A new roof over an existing mossy roof will not be as efficient as it should be, and the possibility of heat build-up inside may cause mold or fungus problems.
Moss can also hold silt and dirt on roofs so that they do not wash away.
These factors all contribute to a green roof over an existing mossy roof being the wrong choice.
Effective Ways to Restore a Roof from Moss
The most effective way to restore a roof is to clean off all debris and remove the moss completely, but use proper safety precautions!
- Cleaning methods include power washing or sometimes pressure washing with chemicals such as bleach or sodium hydroxide (caustic soda).
- Power and pressure washers should never be used on wood shingles, as the pressure could drive water and wood fiber into the cracks and cause leaks.
- An organic non-selective herbicide should be used on concrete flat roofs.
- Organic products such as corn gluten meal help to reduce moss formation by preventing seeds from germinating.
- Corn gluten meal is available at most garden centers, but it can also be made at home by mixing dry cornmeal with water until a paste is formed.
- Products available from roofing supply dealers include moss control granules or shingle savers that can be applied with a fertilizer spreader.
- Moss control products prevent moss spores from germinating and growing on roofs.
The moss will eventually die.
Sometimes a roofing contractor may first coat a roof with a special chemical that inhibits the growth of moss, and then apply granules or shingle savers on top of the coating to keep new spores from growing.
Be sure to follow all directions for application as directed by the supplier.
When Moss is Not Really the Problem
Moss is usually not a problem with asphalt shingles as it helps to protect the roof from sun damage and heat build-up.

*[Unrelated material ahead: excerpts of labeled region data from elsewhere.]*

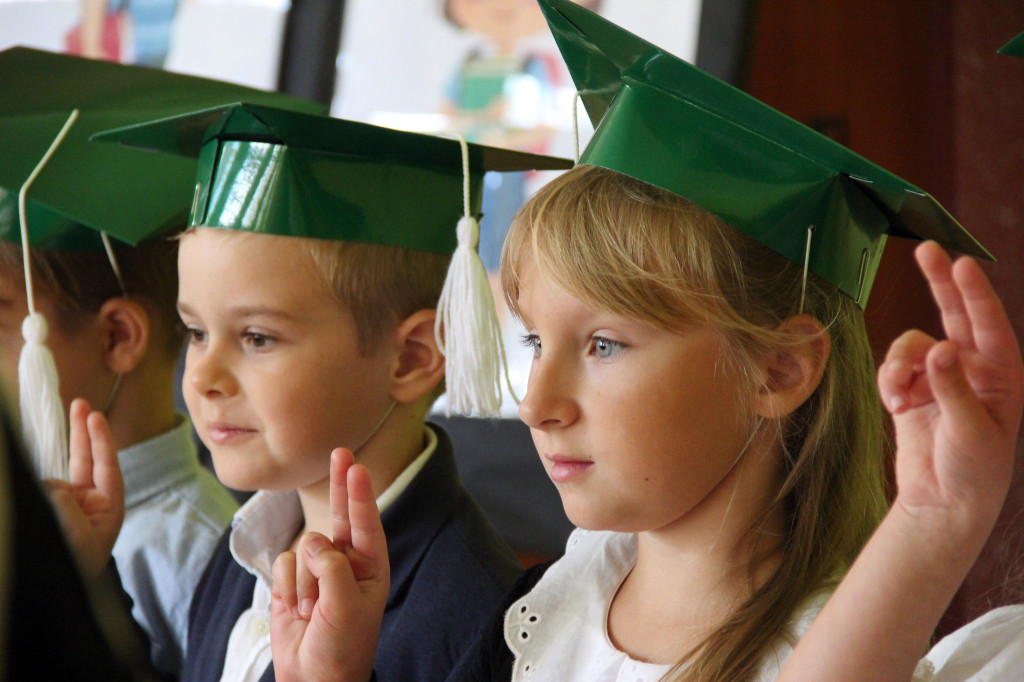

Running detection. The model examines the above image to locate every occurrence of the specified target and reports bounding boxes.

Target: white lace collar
[505,529,672,682]
[505,529,831,682]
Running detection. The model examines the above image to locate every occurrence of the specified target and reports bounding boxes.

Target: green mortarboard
[540,0,991,307]
[0,47,323,478]
[95,99,571,254]
[95,104,572,415]
[0,47,324,249]
[996,33,1024,56]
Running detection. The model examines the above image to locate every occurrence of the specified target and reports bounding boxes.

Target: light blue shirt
[114,415,238,676]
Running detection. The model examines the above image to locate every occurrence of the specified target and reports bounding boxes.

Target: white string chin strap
[352,398,398,455]
[800,225,814,314]
[434,136,511,417]
[572,90,580,164]
[708,415,765,554]
[17,109,78,480]
[99,232,128,415]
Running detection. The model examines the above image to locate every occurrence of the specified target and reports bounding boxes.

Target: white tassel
[17,312,69,480]
[17,109,78,480]
[434,215,505,417]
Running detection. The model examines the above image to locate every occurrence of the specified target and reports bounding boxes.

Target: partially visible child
[0,47,317,676]
[0,226,237,673]
[93,104,566,682]
[780,33,1024,682]
[779,243,1024,682]
[275,0,1003,682]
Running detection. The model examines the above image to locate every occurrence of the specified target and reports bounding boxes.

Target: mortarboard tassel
[17,109,78,480]
[434,137,508,417]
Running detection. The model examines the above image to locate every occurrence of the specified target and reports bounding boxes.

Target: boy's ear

- Reflective granules that can now be applied by most manufacturers of asphalt shingles will help reduce moisture accumulation and prevent moss formation on roofs, especially when they are sanded to look like an older roof with only a few shingles missing.

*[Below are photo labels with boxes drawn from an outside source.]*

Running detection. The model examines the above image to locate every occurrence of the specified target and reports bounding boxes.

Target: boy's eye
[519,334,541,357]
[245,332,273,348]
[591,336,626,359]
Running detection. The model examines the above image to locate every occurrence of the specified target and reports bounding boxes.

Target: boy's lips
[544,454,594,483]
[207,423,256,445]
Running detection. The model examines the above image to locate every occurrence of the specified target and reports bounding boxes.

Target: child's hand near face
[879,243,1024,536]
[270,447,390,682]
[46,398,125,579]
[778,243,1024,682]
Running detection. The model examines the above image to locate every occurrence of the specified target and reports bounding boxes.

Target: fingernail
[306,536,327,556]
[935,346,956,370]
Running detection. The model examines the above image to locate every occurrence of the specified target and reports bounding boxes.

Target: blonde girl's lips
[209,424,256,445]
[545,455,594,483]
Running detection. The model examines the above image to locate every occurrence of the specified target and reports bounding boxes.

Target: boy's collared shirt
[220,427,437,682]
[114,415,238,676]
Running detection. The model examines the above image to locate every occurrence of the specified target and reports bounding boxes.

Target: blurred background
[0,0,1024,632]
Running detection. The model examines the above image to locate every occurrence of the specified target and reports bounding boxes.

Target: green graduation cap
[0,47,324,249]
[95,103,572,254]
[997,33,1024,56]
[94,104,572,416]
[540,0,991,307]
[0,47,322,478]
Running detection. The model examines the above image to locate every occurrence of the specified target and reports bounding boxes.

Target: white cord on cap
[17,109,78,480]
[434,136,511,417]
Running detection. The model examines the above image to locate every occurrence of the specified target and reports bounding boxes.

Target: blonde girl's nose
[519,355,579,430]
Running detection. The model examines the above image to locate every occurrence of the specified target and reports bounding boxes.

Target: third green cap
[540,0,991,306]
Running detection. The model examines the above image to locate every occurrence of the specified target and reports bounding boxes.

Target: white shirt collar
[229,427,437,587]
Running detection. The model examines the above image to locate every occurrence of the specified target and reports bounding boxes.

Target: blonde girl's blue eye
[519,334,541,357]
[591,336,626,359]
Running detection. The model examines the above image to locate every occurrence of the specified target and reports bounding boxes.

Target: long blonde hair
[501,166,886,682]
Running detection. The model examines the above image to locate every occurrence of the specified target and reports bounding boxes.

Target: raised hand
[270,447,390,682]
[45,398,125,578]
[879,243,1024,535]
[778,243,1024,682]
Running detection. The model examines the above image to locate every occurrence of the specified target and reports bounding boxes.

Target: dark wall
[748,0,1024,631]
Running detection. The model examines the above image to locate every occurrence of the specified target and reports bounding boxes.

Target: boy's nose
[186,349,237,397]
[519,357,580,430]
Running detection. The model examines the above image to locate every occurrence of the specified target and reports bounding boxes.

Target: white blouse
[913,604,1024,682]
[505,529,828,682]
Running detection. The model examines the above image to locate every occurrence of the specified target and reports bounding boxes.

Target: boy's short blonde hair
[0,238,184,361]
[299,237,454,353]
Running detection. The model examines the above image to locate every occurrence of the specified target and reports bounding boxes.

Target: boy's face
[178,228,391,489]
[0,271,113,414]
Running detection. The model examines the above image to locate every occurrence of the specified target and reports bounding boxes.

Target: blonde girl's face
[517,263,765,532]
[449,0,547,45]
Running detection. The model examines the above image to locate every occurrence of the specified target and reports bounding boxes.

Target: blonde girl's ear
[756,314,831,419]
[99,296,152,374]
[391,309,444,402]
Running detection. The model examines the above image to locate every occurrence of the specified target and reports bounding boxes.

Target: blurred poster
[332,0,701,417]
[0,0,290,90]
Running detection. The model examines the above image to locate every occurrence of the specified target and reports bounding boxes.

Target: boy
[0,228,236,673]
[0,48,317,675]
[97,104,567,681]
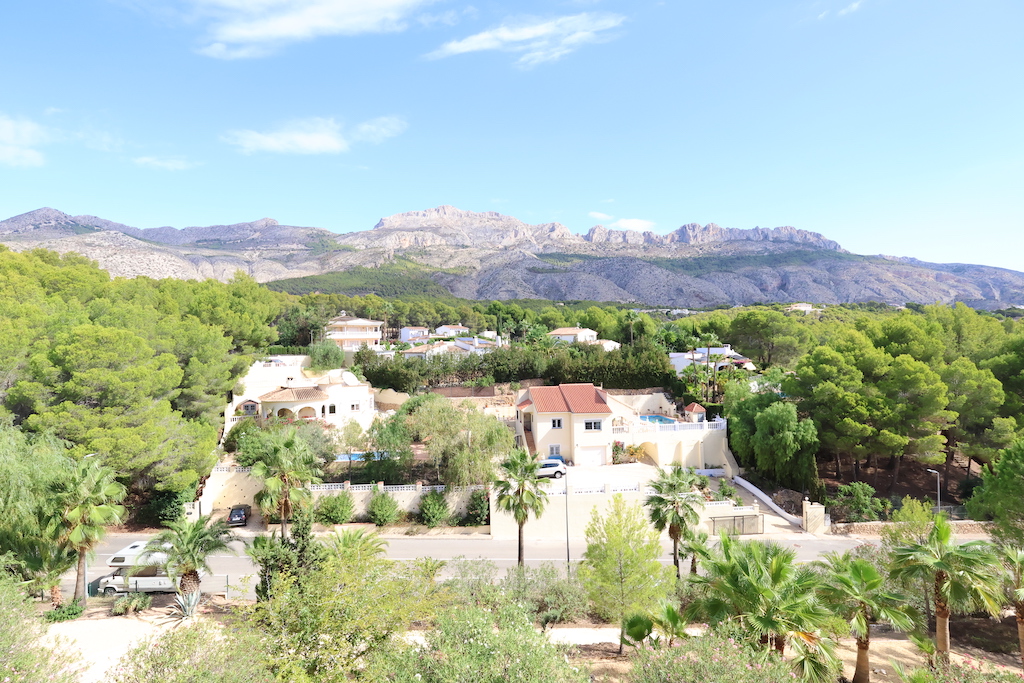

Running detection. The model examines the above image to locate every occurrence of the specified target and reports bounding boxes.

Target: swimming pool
[640,415,676,425]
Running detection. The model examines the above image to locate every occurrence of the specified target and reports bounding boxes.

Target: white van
[99,541,178,595]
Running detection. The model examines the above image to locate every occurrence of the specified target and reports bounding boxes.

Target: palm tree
[327,528,388,561]
[16,536,77,609]
[623,308,640,346]
[685,533,829,653]
[645,467,703,579]
[50,458,128,601]
[999,546,1024,667]
[138,515,239,595]
[890,516,1000,661]
[815,552,913,683]
[252,427,319,540]
[680,526,712,574]
[495,449,548,566]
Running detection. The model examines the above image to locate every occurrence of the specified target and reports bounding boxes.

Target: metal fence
[708,514,765,536]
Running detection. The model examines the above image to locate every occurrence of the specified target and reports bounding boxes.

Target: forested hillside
[0,248,280,505]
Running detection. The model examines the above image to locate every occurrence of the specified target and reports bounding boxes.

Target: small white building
[548,328,597,344]
[434,323,469,337]
[669,344,757,374]
[398,327,430,343]
[224,355,377,434]
[324,311,384,351]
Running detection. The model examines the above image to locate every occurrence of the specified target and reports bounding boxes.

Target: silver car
[537,458,568,479]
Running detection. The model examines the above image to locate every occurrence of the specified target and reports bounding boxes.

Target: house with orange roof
[516,383,739,476]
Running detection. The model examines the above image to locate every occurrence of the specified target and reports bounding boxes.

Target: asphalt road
[61,533,862,598]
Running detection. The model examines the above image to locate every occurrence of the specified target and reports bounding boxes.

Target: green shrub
[108,622,275,683]
[138,485,196,526]
[309,341,345,371]
[420,490,452,528]
[499,564,590,623]
[313,490,355,525]
[463,488,490,526]
[367,605,590,683]
[224,418,259,454]
[628,633,794,683]
[43,600,85,624]
[111,593,153,616]
[367,489,401,526]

- Weathered wood shakes can be treated by applying a clear penetrating water repellent to the surface of the shake.
Sometimes moss is growing on rough vertical surfaces because they are very dark in color, which absorbs more heat and causes the surface to heat up enough to damage the roofing material.
Also, if there is an overhang around the perimeter of a building that has shaded vertical surfaces, water will pool next to these areas and cause problems with moisture penetration at ground level.
Moss does not grow on wood shingles or shakes because they are made from non-organic material, so the appearance of moss in these cases is just a cosmetic issue.
When to NOT Remove Moss
Cleaning off an established green roof and completely replacing the asphalt shingles can be much more expensive than having a new roof installed, especially when you also add the cost of removing the debris from the site, so sometimes it may be better to leave the moss and just maintain it.
Clear, penetrating water repellents will not damage the shingles and granules already on a roof to enter the asphalt and cause leaks.
It may help reduce moss growth by keeping roofs dry so it is more likely that the reflective properties of the asphalt shingles will be preserved over time.
A roofing contractor can apply granules or shingle saver products on top of the existing roof with a fertilizer spreader.
This usually has the added benefit of also applying fertilizers to promote plant growth throughout the area, which may help reduce moss growth as well.
Moss does not grow in dry climates that are hotter and have less humidity, so you may be able to just clean off the moss and other debris from a roof every few months or once a year if needed.
Final Thoughts About Moss on Roofs
Moss is a common problem on roofs, but it isn’t an unavoidable one.
If you have the time and energy to spend cleaning off moss from your roof twice a year or once every few months depending on where you live, then there are products available that can help prevent new problems because they inhibit the growth of spores in different ways.